Thursday, February 19, 2009
difficulty with photos
I have some decent photos that will add nicely to this blog, but I'm having problems getting them to work. I'm starving now so I'll get to it later. Until then you can check out my flickr.
http://flickr.com/photos/birthdaybeard
http://flickr.com/photos/birthdaybeard
We like to party
Vienna has museums everywhere, and most of them sound really interesting. I scrawled down my shortlist on my pocket notepad and asked the hostel receptionist to circle them on my map. I know that reading about somebody visiting museums is ridiculously boring, but I must oblige myself for as briefly as possible. If you’re not interested skip down a few paragraphs and the party will start.
So, my memory is really foggy from all the…stimulus overload…and the drinking, but mostly the latter. One day I went to the modern art museum something at an art school. It usually has two rotating exhibits. I visited it, but I’m not exactly sure if it was actually the museum I was trying to find. It cost about $10 admission to see one exhibit called “shooting into the corner” and another about stolen stuff from the Jews. I walked in and saw a huge air cannon pointed into the corner of a big white room. The corner is smeared with a crimson, greasy, chunky substance oozing down to a massive pile of sludge at the bottom. I’m reading about it, it shoots 20 lb wax plugs into the corner, and was made my Anish Kapoor, who also made the famous shiny Chicago jellybean in Millennium Park. Then a guy starts walking around in the exhibit near the cannon, moving some cardboard shells. Then he turns on an air compressor and loads the cannon……..BOOM!!splat. This is the only sound that, aside from the humming compressor, has disturbed the still air. My jaw drops. “haaaaa Holy shit” I say to myself.

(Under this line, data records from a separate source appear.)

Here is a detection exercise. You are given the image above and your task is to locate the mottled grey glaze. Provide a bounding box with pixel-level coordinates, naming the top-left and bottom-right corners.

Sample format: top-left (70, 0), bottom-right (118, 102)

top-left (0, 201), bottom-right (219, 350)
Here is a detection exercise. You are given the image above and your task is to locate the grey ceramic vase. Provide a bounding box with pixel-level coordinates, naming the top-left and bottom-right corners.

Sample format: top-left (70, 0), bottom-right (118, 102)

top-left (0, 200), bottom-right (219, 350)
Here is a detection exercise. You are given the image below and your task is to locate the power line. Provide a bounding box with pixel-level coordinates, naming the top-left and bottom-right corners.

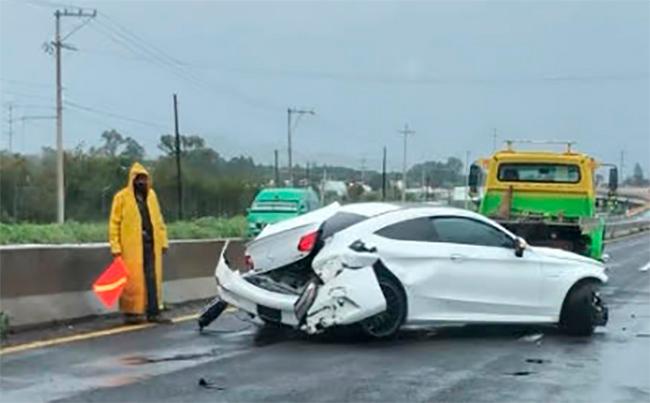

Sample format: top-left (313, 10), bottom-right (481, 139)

top-left (94, 16), bottom-right (281, 112)
top-left (64, 101), bottom-right (167, 130)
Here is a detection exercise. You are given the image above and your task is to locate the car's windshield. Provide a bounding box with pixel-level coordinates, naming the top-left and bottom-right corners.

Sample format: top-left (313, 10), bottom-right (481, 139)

top-left (498, 163), bottom-right (580, 183)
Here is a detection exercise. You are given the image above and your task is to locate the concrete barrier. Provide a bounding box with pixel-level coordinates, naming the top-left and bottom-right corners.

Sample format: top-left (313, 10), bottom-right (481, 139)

top-left (0, 239), bottom-right (244, 328)
top-left (0, 218), bottom-right (650, 327)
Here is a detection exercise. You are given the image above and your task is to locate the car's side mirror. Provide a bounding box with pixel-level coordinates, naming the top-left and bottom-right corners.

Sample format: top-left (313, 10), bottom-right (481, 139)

top-left (515, 237), bottom-right (528, 257)
top-left (609, 167), bottom-right (618, 192)
top-left (349, 239), bottom-right (377, 253)
top-left (467, 164), bottom-right (481, 193)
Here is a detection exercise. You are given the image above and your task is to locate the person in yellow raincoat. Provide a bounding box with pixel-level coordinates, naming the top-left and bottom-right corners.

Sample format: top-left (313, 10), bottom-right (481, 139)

top-left (108, 162), bottom-right (168, 323)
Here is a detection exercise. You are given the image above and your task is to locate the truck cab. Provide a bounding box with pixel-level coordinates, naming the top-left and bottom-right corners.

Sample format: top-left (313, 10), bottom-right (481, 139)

top-left (246, 188), bottom-right (320, 237)
top-left (469, 143), bottom-right (618, 260)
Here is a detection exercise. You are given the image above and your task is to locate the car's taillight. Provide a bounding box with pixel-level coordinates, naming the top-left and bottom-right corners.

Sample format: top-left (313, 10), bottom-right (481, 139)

top-left (298, 231), bottom-right (318, 252)
top-left (244, 255), bottom-right (255, 270)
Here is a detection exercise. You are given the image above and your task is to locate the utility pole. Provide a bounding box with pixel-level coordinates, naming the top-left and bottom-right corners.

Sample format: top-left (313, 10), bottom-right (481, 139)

top-left (52, 8), bottom-right (97, 224)
top-left (381, 146), bottom-right (386, 201)
top-left (273, 150), bottom-right (280, 187)
top-left (397, 124), bottom-right (415, 202)
top-left (421, 163), bottom-right (429, 200)
top-left (465, 150), bottom-right (469, 210)
top-left (174, 94), bottom-right (183, 220)
top-left (287, 108), bottom-right (315, 186)
top-left (320, 165), bottom-right (327, 206)
top-left (7, 104), bottom-right (14, 154)
top-left (619, 150), bottom-right (625, 185)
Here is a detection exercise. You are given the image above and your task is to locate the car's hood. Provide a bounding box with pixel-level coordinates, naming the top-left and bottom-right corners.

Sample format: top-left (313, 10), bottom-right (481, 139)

top-left (529, 246), bottom-right (604, 267)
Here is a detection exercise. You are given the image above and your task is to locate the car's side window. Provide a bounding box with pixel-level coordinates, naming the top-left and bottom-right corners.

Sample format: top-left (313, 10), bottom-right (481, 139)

top-left (432, 217), bottom-right (512, 247)
top-left (375, 217), bottom-right (436, 242)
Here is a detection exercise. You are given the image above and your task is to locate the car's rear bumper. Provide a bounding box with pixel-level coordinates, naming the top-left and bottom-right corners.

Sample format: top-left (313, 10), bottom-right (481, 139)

top-left (215, 252), bottom-right (298, 326)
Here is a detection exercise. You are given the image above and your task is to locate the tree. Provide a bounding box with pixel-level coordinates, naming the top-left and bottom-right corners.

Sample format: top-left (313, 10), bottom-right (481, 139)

top-left (120, 137), bottom-right (144, 162)
top-left (98, 129), bottom-right (124, 157)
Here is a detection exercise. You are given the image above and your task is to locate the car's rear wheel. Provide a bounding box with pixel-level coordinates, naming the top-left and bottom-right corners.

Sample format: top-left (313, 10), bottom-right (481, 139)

top-left (361, 271), bottom-right (407, 338)
top-left (560, 282), bottom-right (604, 336)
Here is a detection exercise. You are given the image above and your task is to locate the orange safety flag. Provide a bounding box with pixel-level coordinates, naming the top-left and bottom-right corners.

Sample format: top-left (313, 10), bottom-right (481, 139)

top-left (93, 256), bottom-right (126, 308)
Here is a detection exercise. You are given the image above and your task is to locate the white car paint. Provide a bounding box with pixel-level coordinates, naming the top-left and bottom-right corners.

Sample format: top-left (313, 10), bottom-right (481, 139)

top-left (246, 202), bottom-right (398, 273)
top-left (216, 203), bottom-right (607, 333)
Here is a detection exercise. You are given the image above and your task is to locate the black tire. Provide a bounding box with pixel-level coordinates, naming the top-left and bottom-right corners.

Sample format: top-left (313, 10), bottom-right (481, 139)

top-left (560, 282), bottom-right (598, 336)
top-left (360, 270), bottom-right (407, 339)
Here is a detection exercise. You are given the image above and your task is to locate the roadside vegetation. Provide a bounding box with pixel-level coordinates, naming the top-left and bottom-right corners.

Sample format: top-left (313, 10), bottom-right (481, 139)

top-left (0, 216), bottom-right (246, 245)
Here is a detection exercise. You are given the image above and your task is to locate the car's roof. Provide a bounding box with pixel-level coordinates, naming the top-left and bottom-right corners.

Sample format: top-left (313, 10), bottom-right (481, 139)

top-left (339, 202), bottom-right (400, 217)
top-left (330, 204), bottom-right (514, 243)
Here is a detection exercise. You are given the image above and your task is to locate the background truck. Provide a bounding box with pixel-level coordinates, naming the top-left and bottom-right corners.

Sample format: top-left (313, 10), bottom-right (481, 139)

top-left (468, 141), bottom-right (618, 260)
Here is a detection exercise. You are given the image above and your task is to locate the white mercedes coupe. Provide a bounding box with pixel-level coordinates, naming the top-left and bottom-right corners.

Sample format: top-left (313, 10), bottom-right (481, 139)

top-left (199, 203), bottom-right (607, 338)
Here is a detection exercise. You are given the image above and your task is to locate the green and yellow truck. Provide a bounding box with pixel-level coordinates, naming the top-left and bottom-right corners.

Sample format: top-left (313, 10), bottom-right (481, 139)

top-left (468, 142), bottom-right (618, 260)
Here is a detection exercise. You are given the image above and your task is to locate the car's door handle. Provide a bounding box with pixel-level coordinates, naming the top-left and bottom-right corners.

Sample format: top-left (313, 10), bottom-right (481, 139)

top-left (449, 253), bottom-right (465, 262)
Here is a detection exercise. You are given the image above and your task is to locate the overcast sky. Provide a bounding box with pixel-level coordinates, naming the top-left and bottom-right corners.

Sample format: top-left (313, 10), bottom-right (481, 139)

top-left (0, 0), bottom-right (650, 172)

That was well worth the price of admission, and thankfully, because the Jew stuff upstairs was incredibly boring.
I also found a small museum of medical history. It was hidden in a university med school. It had great stuff, bloodletting instruments, early prosthesis’s (I’m not sure how to say the plural of prosthesis. It rarely comes up, and only in very sad stories I imagine.), super detailed and old wax models used for teaching doctors, and the original hand washing stations used by Semmelweis, who discovered that hand washing in the hospital delivery room decreased infections and infant mortality. OK, so I may be the only nerd who likes this. It was tricky to find and nobody else was there. It was badass though.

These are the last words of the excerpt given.